Plotting the training and validation metrics returned by the `train_model()` routine. We use matplotlib to plot the graph.

In [None]:
acc = history.history['accuracy']
val_acc = history.history['val_accuracy']

loss = history.history['loss']
val_loss = history.history['val_loss']

plt.figure(figsize=(8, 8))
plt.subplot(2, 1, 1)
plt.plot(acc, label='Training Accuracy')
plt.plot(val_acc, label='Validation Accuracy')
plt.legend(loc='lower right')
plt.ylabel('Accuracy')
plt.title('Training and Validation Accuracy')

plt.subplot(2, 1, 2)
plt.plot(loss, label='Training Loss')
plt.plot(val_loss, label='Validation Loss')
plt.legend(loc='upper right')
plt.ylabel('Cross Entropy')
plt.title('Training and Validation Loss')
plt.xlabel('epoch')
plt.show()

그래프는 모델 학습이 어떻게 이루어졌는지 알려줍니다. 학습과 검증데이터에 대해 정확도는 상승하고, 비용은 감시했는지 확인해야합니다.

만약 학습 정확도는 높지만 검증 정확도가 낮다면, 전형적인 과대적합의 케이스입니다. 이런 경우 학습데이터를 더 늘리거나 데이터증폭이 필요할 수 있습니다. 또한 Batchnorm이나 Dropout과 같은 정규화 기능을 갖는 모델을 시도해볼 수 있습니다.

## 3. Using pre-trained model

pre-trained model 사용의 개념은 구글, 아마존 그리고 MS와 같은 기업에서 개발된 모델을 사용하는 것입니다. 그런 모델들은 1000개의 카테고리로 구성된 140만개의 이미지인 ImageNet 데이터셋을 학습했습니다. 이런 모델은 1000개의 오브젝트에 대한 기본적인 특징을 이미 학습했기 때문에 강력한 특징추출 능력을 갖고 있습니다.

In [None]:
from tensorflow import keras

# Create the base model from the pre-trained model MobileNet V2
base_model = keras.applications.InceptionV3(input_shape=IMG_SHAPE,
# We cannot use the top classification layer of the pre-trained model as it contains 1000 classes.
# It also restricts our input dimensions to that which this model is trained on (default: 299x299)
                                               include_top=False, 
                                               weights='imagenet')

In [None]:
base_model.trainable = False
# Let's take a look at the base model architecture
base_model.summary()

In [None]:
keras.utils.plot_model(base_model, 'inception_model_with_shape_info.png', show_shapes=True)

우리가 가져온 네트워크는 128x128x3 사진을 영상특징들로 변환하는 특징추출기(feature extractor)입니다. include_top=False 옵션을 통해, 우리 데이터를 위한 분류기를 추가해 학습할 수 있습니다. 

NOTE: It's important to freeze the convolutional based before we compile and train the model. By freezing (or setting `layer.trainable = False`), we prevent the weights in these layers from being updated during training.

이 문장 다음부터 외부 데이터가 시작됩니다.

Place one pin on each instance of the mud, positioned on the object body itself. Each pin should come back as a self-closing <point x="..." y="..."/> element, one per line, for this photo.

### Adding classification head

예측을 생성하기 위해 특징들의 spatial average를 계산하기 위해 `tf.keras.layers.GlobalAveragePooling2d` 레이어를 사용합니다. GAP 레이어는 특징맵을 벡터로 변환해주고, 그 뒤 FCN을 연결해 분류합니다. 

In [None]:
def build_model():
    
    model = keras.Sequential([
        base_model,
        keras.layers.GlobalAveragePooling2D(),
        keras.layers.Dense(metadata.features['label'].num_classes, 
                           activation='softmax')
    ])
    
    model.compile(optimizer='adam',
                  loss='sparse_categorical_crossentropy',
                  metrics=['accuracy'])
    return model

inception_model = build_model()
inception_model.summary()

### Train the InceptionV3 model

In [None]:
# Evaluating model before training (Optional)
loss0, accuracy0 = inception_model.evaluate(validation)

In [None]:
# Creating Keras callbacks 
os.makedirs('training_checkpoints/', exist_ok=True)
model_checkpoint_callback = keras.callbacks.ModelCheckpoint(
        'training_checkpoints/weights.{epoch:02d}-{val_loss:.2f}.h5')
early_stopping_checkpoint = keras.callbacks.EarlyStopping(patience=5)

history = inception_model.fit(train,
                              epochs=5,
                              validation_data=validation, 
                              callbacks=[model_checkpoint_callback,
                              early_stopping_checkpoint])

After training the model for 5 epochs we were able to get ~70% accuracy. We plot the learning curves of the training and validation accuracy / loss.

In [None]:
acc = history.history['accuracy']
val_acc = history.history['val_accuracy']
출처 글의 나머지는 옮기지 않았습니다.